Study: Pregnancy has no impact on breast cancer survival
Posted February 13, 2009
Updated March 9, 2009
Pregnancy may be the worst time for a woman to discover she has breast cancer because the pregnancy complicates treatment.
However, previous studies suggesting that breast cancer during pregnancy makes the disease more aggressive and more likely to return are being contradicted by new research from the University of Texas M. D. Anderson Cancer Center.
"There was always the concern that patients with breast cancer would have a more aggressive form of breast cancer, or have a worse prognosis, because of their pregnancy,” said Dr.
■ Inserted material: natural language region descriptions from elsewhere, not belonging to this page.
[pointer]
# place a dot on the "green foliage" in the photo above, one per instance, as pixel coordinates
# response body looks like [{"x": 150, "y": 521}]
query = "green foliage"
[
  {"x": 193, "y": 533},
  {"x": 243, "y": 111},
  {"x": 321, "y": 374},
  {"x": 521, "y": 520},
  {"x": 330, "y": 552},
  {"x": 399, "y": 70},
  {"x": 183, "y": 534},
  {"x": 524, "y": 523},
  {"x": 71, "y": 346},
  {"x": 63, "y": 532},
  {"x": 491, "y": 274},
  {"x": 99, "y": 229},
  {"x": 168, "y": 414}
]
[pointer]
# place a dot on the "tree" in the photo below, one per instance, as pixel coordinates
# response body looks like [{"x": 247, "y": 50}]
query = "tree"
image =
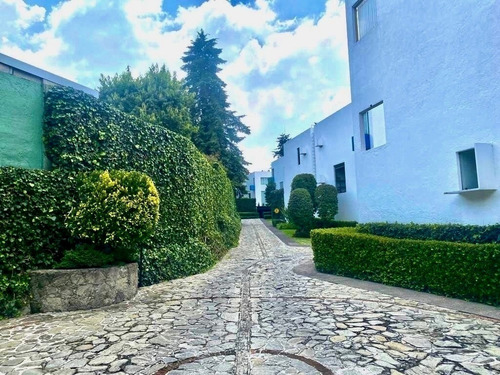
[
  {"x": 219, "y": 129},
  {"x": 306, "y": 181},
  {"x": 157, "y": 97},
  {"x": 280, "y": 148},
  {"x": 327, "y": 201},
  {"x": 300, "y": 211}
]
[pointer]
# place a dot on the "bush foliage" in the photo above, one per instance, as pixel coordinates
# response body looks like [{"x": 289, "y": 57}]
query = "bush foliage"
[
  {"x": 246, "y": 205},
  {"x": 326, "y": 201},
  {"x": 454, "y": 269},
  {"x": 197, "y": 201},
  {"x": 440, "y": 232},
  {"x": 33, "y": 206},
  {"x": 116, "y": 210},
  {"x": 300, "y": 211},
  {"x": 305, "y": 181}
]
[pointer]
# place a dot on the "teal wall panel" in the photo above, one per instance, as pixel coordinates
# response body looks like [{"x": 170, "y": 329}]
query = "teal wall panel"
[{"x": 21, "y": 119}]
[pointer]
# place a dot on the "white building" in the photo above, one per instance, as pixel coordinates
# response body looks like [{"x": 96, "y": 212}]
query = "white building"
[
  {"x": 256, "y": 186},
  {"x": 420, "y": 140}
]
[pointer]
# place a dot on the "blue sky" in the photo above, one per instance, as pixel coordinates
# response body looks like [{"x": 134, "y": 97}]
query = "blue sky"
[{"x": 287, "y": 62}]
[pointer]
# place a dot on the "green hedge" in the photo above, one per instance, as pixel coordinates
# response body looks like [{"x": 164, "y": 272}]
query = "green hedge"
[
  {"x": 454, "y": 269},
  {"x": 439, "y": 232},
  {"x": 117, "y": 211},
  {"x": 33, "y": 207},
  {"x": 322, "y": 224},
  {"x": 197, "y": 201},
  {"x": 249, "y": 215},
  {"x": 246, "y": 205}
]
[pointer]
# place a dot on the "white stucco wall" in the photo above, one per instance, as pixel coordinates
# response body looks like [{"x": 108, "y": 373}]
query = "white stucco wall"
[
  {"x": 289, "y": 162},
  {"x": 254, "y": 179},
  {"x": 436, "y": 67},
  {"x": 334, "y": 134}
]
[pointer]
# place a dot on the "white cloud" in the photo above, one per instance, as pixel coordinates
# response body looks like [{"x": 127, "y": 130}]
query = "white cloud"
[
  {"x": 18, "y": 15},
  {"x": 283, "y": 75}
]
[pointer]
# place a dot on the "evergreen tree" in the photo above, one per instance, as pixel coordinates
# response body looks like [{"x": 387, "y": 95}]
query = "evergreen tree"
[
  {"x": 219, "y": 129},
  {"x": 157, "y": 97}
]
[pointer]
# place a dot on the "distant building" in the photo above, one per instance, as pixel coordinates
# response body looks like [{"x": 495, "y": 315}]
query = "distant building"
[
  {"x": 22, "y": 87},
  {"x": 420, "y": 140},
  {"x": 256, "y": 186}
]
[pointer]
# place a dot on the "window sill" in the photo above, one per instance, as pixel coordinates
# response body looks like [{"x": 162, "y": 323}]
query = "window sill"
[{"x": 467, "y": 191}]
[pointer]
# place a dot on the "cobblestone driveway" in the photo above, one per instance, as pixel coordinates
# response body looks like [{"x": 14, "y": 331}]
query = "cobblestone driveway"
[{"x": 252, "y": 314}]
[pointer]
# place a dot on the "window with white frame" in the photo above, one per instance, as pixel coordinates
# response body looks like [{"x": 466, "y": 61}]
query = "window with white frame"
[
  {"x": 373, "y": 126},
  {"x": 468, "y": 169},
  {"x": 340, "y": 177},
  {"x": 365, "y": 17}
]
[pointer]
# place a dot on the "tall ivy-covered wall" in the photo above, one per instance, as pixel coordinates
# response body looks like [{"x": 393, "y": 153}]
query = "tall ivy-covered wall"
[
  {"x": 198, "y": 218},
  {"x": 21, "y": 113}
]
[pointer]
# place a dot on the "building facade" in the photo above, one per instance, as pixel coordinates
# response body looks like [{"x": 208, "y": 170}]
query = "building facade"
[
  {"x": 22, "y": 88},
  {"x": 256, "y": 186},
  {"x": 420, "y": 141}
]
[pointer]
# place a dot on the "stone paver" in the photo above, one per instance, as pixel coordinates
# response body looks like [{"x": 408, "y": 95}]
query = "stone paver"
[{"x": 252, "y": 314}]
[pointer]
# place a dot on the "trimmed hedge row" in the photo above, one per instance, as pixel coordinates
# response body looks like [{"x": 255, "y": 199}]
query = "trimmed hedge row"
[
  {"x": 246, "y": 205},
  {"x": 197, "y": 208},
  {"x": 33, "y": 207},
  {"x": 322, "y": 224},
  {"x": 439, "y": 232},
  {"x": 249, "y": 215},
  {"x": 454, "y": 269}
]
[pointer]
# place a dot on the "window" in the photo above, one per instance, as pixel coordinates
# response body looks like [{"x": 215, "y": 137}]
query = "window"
[
  {"x": 468, "y": 170},
  {"x": 340, "y": 177},
  {"x": 373, "y": 124},
  {"x": 476, "y": 169},
  {"x": 365, "y": 17}
]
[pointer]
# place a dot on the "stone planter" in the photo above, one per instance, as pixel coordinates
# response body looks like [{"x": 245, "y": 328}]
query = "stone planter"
[{"x": 82, "y": 289}]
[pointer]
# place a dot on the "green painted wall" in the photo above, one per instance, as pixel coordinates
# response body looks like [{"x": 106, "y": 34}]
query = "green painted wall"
[{"x": 21, "y": 119}]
Laurie Kirstein, a breast surgeon at the Texas center.
Researchers at M. D. Anderson found that pregnant women who develop breast cancer have the same survival rate and the same risk of the cancer's returning as other women.
The earlier studies had linked the gloomier prognoses to hormone levels during pregnancy.
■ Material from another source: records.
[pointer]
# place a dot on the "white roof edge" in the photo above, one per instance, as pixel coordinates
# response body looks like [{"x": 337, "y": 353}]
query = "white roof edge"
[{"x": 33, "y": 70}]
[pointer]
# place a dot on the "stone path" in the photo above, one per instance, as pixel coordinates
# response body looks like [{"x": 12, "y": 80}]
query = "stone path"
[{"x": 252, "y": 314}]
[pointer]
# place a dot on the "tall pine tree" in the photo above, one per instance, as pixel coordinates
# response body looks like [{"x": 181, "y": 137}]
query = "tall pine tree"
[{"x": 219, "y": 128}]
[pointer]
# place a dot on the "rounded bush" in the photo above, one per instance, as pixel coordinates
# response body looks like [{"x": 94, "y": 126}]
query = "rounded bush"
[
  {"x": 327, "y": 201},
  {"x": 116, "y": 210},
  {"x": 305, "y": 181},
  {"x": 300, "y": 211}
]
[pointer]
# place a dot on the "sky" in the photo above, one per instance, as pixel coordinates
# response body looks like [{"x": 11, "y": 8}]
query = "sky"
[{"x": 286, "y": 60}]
What remains the same is that pregnancy makes finding and treating breast cancer more complicated because radiation and most chemotherapies are dangerous to the fetus.
"You can do surgery, and there are certain chemotherapies that we have found to be safe, at least during the second and third trimesters of pregnancy,” Kirstein said.
While mammograms can't be used, ultrasounds are an effective tool to spot breast cancer tumors. But the study found that tumors discovered in pregnant patients were often more advanced.
"Sometimes people, patients or doctors, may think that a lump in the breast is due to the pregnancy itself and they don't get a workup of the lump that they find,” Kirstein said.
Kirstein stressed that pregnant women should continue self-breast exams and be aware of any changes in their breasts.